Escuta-se o “Mandolin Concerto RV 425 Allegro” de Vivaldi num trecho inicial da animação “Robot Dreams”, numa panorâmica multicolorida (mas com um uso de cores delicado) de um parque num dia de sol, onde todas as personagens são animais em prosopopeia (ou seja, numa personificação). A primeira evocação que a melodia traz à mente é “Kramer vs. Kramer” (1979), que abria a sua narrativa com essa música, numa largada para uma maratona de dores, aprendizagem e novas conexões para a personagem de Dustin Hoffman. Não por acaso, a partir do ponto em que Vivaldi se faz ouvir numa NY animada, a imagem de um Hoffman obstinado para driblar o destino a que uma separação tenta condená-lo, prende a nossa retina e o imaginário, a ponto de se confundir com a figura do protagonista do filme animado exibido fora de concurso de Cannes: um cão avassalado pela solidão. Essa aproximação entre o cão personificado e o ícone da Nova Hollywood não é gratuito. O realizador do filme que comoveu a Croisette é fã dos Kramers (reverenciando Robert Benton), viveu em solo nova-iorquino no início dos anos 1990, onde conheceu a sua esposa, idealizou os seus primeiros filmes, e chega ao ponto de incluir uma explícita versão animada de Hoffman numa sequência da adaptação que fez da BD homónima de Sara Varon, onde o tal herói canino vive uma amizade idílica por um ser de lata.
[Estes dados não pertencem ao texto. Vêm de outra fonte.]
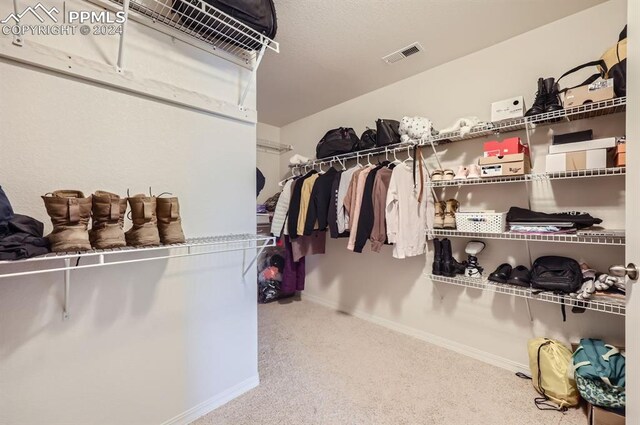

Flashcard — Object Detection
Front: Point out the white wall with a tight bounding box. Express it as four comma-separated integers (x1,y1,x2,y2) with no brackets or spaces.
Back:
281,0,626,369
256,122,286,203
0,1,258,425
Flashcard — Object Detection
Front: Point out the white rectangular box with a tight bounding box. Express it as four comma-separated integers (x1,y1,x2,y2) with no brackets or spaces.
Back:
549,137,616,153
491,96,524,122
545,149,607,173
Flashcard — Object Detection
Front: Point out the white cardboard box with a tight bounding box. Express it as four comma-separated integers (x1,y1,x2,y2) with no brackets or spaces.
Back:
491,96,524,121
545,149,607,173
549,137,616,153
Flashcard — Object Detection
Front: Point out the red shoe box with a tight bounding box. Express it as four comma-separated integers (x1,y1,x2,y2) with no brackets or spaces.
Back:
484,137,529,158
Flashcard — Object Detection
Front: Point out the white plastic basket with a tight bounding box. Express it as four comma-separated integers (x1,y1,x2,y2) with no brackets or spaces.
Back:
456,212,507,233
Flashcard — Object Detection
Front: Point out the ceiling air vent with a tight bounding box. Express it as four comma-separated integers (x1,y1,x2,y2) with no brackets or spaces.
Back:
382,42,424,63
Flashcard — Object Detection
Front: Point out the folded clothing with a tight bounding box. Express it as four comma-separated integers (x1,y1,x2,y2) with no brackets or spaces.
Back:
507,207,602,229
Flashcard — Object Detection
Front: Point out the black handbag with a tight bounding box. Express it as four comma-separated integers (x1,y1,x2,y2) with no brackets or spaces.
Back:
356,128,376,151
316,127,360,159
173,0,278,50
376,119,400,146
531,255,582,294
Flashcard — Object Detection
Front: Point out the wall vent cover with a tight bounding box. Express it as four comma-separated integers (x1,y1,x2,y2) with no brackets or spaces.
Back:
382,42,424,63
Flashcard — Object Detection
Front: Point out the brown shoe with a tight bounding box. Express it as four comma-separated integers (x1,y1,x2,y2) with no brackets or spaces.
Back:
89,190,127,249
433,201,446,229
124,194,160,246
157,195,185,245
444,199,460,229
42,190,91,252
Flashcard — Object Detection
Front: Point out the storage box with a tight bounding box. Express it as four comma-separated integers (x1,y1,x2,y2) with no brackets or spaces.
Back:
549,137,616,153
563,78,616,108
479,153,531,177
483,137,529,158
546,149,607,173
491,96,525,122
587,404,626,425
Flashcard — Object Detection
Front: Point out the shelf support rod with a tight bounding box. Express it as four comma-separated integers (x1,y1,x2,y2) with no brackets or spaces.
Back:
238,40,267,109
62,258,71,320
116,0,130,73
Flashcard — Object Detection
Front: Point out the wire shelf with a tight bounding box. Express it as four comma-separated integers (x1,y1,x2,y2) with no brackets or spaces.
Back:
420,97,627,145
102,0,280,68
426,274,626,316
0,234,275,279
428,229,626,246
427,167,626,187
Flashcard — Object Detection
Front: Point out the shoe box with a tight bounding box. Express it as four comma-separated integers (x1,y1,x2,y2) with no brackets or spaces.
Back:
491,96,526,122
549,137,616,154
483,137,529,158
563,78,616,108
546,149,607,173
479,152,531,177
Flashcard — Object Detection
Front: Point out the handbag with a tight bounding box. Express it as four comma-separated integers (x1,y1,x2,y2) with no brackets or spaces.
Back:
173,0,278,50
316,127,360,159
531,255,582,294
376,119,400,146
558,25,627,97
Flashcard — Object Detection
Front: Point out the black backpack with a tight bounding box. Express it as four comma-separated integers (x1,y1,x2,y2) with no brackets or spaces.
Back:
173,0,278,50
531,255,582,294
316,127,360,159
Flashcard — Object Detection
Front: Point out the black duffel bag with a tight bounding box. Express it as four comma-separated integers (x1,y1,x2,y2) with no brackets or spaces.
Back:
376,119,400,146
531,255,582,294
316,127,360,159
173,0,278,50
507,207,602,229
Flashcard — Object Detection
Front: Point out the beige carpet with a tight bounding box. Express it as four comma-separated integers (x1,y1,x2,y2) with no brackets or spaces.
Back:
194,301,587,425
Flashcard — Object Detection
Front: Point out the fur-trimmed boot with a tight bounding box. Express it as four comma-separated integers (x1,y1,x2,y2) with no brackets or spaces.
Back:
42,190,91,252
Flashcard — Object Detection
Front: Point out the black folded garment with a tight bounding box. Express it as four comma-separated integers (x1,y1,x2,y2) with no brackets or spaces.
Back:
507,207,602,229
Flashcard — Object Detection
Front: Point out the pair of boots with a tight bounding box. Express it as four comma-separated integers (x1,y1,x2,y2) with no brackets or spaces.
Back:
42,190,185,252
431,238,466,277
433,199,460,229
524,78,563,117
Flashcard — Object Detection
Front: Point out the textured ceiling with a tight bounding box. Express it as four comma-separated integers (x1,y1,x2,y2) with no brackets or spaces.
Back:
258,0,605,126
Kramer vs. Kramer” deu o Oscar a Benton por uma trama sobre o divórcio, cujo realismo fazia ao público se transportar para situações habitualmente banais, como o momento em que Hoffman diz ao filho, numa ordem enérgica: “Se colocares esse gelado na boca, vai-se meter em sarilhos”. Existem muitos gelados em “Robot Dreams”, sorvidos com encanto pela personagem central, um cão sem nome, no momento em que ele, afogado no vazio de uma vida solitária, encomenda um robô com inteligência artificial para si. Nasce ali uma forte amizade, que, na fita, por vezes, confunde-se com um bromance apaixonado, ou até uma relação LGBTQIA+, à luz do arco-íris que pontua a trama e de referências recorrentes a “O Feiticeiro de Oz” e Judy Garland. Mas não existe o divórcio. Este é um filme para crianças, adolescentes e adultos. Não há temas que resvalem em qualquer tabu. Mas existe uma separação. O cão vai ter um hiato forçado no seu convívio com o androide, numa situação aparentemente cómica que no écrã ensina o público infantil a saber perder, sofrer a perda e lutar para recuperar o que se foi. É a chamada educação sentimental. Um processo didático belíssimo.

Espanhol do País Basco, Berger não é animador. Antes, realizou “Torremolinos” (2003) e “Blancanieves” (2012), entre outros filmes de respeito entre a crítica e o público. Mas a sua formação como espectador em Espanha foi com animações. Arriscou-se a fazer uma depois de ler a banda desenhada “Robot Dreams” e, nela, encontrar a inspiração para um tributo a uma Nova York pretérita, quase perfeita, onde já foi feliz.

O seu exercício proustiano de “autogeografia” gera um tratado comovente sobre os poderes analgésicos de saber ser amigo, com tudo de brutal que os signos da amizade demandam. O cão Hoffman é uma personagem cheio de camadas. Como não usa diálogos, a voz do ator não teria lugar. Mas o jovem Dustin viveria essa figura com altivez. Cannes viveu momentos deliciosos embalados no processo deste cão de alma alquebrada com o seu parceiro de metal.